見出し画像

母がついた嘘

小学校三年生にもなると、お手伝いを覚え ''小さいお母さん '' を演じるのが楽しかった時期があった。

「こぼさないように!」

「へいへい、すぃませんねぇ、お母さん」

いつも自分が言われている事をいっちょ前に父に注意し、父もそれを面白がった。


当時のマイブームといえば、家中の水回りを掃除する事。隅々まで綺麗にしてから最後にお風呂場の壁を一気に流すと淡い色の付いた水がサーッとタイルを伝って排水溝まで競争する。
私の心の汚れも一緒に流れていくような気がして流す瞬間が快感だった。

汗だくになってひと仕事終えた私に、母はいつもありがとうと満面の笑みを浮かべ頭を撫でてくれた。結婚指輪が当たって痛い時もあるが、ものの10秒くらいの母と子の結びつきが私はたまらなく好きだった。

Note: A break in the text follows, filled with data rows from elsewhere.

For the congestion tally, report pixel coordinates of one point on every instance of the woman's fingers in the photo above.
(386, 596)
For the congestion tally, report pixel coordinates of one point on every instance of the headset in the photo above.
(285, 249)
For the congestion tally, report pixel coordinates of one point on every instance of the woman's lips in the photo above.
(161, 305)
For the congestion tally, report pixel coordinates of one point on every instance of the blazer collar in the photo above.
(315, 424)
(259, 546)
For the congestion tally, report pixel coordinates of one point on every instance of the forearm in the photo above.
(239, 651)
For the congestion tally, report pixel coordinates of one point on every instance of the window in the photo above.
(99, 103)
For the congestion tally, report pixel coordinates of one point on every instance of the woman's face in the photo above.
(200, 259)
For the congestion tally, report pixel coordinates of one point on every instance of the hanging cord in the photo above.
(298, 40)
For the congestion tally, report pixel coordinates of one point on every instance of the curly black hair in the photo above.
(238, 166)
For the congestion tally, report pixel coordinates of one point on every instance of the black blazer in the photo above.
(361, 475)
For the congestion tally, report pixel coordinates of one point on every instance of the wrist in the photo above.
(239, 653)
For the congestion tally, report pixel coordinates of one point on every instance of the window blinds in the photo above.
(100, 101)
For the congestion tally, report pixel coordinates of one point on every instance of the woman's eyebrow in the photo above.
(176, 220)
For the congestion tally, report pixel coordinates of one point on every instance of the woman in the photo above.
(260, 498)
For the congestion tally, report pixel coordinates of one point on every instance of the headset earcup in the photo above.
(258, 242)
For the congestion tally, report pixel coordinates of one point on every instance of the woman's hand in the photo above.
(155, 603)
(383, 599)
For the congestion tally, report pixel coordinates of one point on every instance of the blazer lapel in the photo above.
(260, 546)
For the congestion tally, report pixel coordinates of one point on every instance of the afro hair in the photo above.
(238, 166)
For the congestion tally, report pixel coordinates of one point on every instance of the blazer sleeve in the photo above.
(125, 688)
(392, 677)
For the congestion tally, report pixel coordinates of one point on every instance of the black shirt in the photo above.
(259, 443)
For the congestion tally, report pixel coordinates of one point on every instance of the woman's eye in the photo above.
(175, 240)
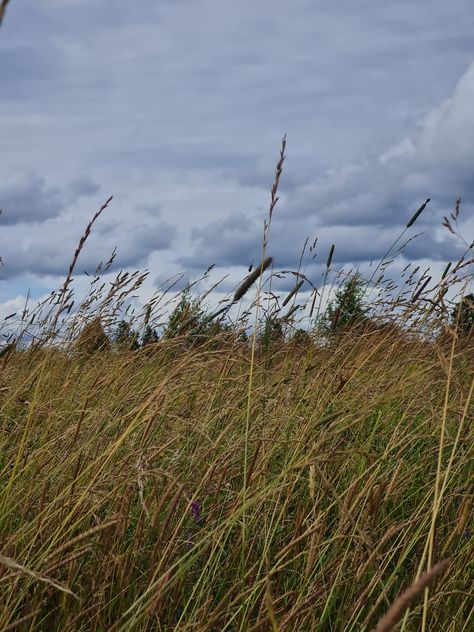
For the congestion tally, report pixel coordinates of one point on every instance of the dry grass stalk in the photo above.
(251, 278)
(19, 568)
(397, 609)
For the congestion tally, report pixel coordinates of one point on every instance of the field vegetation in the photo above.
(261, 464)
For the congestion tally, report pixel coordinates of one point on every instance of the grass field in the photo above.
(319, 482)
(196, 488)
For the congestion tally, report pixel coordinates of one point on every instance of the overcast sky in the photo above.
(177, 108)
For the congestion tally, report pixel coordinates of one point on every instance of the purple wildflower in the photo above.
(196, 510)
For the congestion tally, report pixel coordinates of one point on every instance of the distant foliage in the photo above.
(189, 319)
(348, 307)
(463, 315)
(149, 336)
(92, 338)
(125, 337)
(272, 331)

その日、私は台所のシンクをピカピカに磨き上げようと決めていた。なぜならシンクには見慣れない新しいスポンジがおろしてあったからだ。
新品の硬いスポンジを早速泡立て、ステンレスのシンクに円を描いていく。
行ったり来たりを繰り返し、風呂場同様、最後に水を流すのを楽しみに一生懸命頑張った。一滴の泡も残すことなく水で洗い流し、満足気に母が来るのを待った。

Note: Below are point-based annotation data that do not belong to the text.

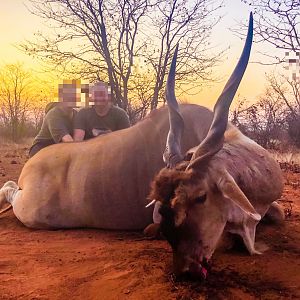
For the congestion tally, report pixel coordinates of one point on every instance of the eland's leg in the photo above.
(8, 193)
(248, 235)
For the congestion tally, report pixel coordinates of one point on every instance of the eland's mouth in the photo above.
(197, 271)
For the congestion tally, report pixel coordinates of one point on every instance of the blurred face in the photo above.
(69, 95)
(100, 95)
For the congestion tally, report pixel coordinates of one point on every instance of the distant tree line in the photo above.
(274, 121)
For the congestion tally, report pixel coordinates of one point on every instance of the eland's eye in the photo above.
(200, 199)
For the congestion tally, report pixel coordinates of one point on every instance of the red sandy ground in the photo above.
(98, 264)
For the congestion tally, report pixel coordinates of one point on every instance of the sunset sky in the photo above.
(18, 24)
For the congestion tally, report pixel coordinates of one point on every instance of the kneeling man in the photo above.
(103, 117)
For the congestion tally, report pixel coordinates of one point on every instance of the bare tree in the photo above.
(22, 102)
(14, 98)
(102, 39)
(277, 22)
(189, 23)
(288, 91)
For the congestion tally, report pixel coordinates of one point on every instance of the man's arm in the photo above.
(58, 128)
(123, 121)
(78, 135)
(79, 125)
(67, 138)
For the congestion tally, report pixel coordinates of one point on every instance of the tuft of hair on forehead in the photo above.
(165, 183)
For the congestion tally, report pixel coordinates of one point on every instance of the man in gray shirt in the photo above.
(103, 117)
(57, 126)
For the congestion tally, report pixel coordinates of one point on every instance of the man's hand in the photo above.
(97, 132)
(78, 135)
(67, 138)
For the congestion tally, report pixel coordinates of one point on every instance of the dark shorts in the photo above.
(38, 146)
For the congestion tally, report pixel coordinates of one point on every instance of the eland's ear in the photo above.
(231, 190)
(178, 204)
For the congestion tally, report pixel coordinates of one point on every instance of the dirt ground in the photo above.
(98, 264)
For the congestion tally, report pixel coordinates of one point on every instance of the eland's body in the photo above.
(101, 183)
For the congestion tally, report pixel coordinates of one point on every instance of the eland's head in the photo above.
(198, 197)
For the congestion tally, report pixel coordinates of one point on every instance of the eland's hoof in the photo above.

まだかまだかと待ちわびて、階段を降りてくる足音に声を放った。

「お母さん、みてみて!綺麗になった!」

待ちきれず階段を半分登り、母の手をひく。
いつもの母ならここで大きな歯を見せてギュッとしてくれるはずだが、その日は一気に険しい表情になった。一言も発しないまますぐさまキッチンのシンクに向かう。

「あたらしいスポンジあったからそれで洗ったよ!」

いつもと様子の違う母へ余計な説明を加えて、褒められようと必死になった。

「ちょっと!こんなので擦ったらキズになっちゃうじゃない!!」

母が声を荒らげた。

一瞬の大声を食らって、完全に引き攣った私の顔は多分今にも泣き出しそうだったんだと思う。

「でも、ありがとう、ありがとうね」
母は直ぐに私の頭を撫でた。

嘘だと分かった。

私を傷付けないように母は私に嘘をついた。
そんな母の優しさを全身に浴びて、私もまたそんな母に気を使わせた事を悔やんで、泣きべそをかいた。

子供は思っている程子供ではない。
「大きくなったらお母さんみたいなお母さんになりたい」
そう決めた小三の夏の日だった。


この記事が参加している募集

この記事が気に入ったらサポートをしてみませんか?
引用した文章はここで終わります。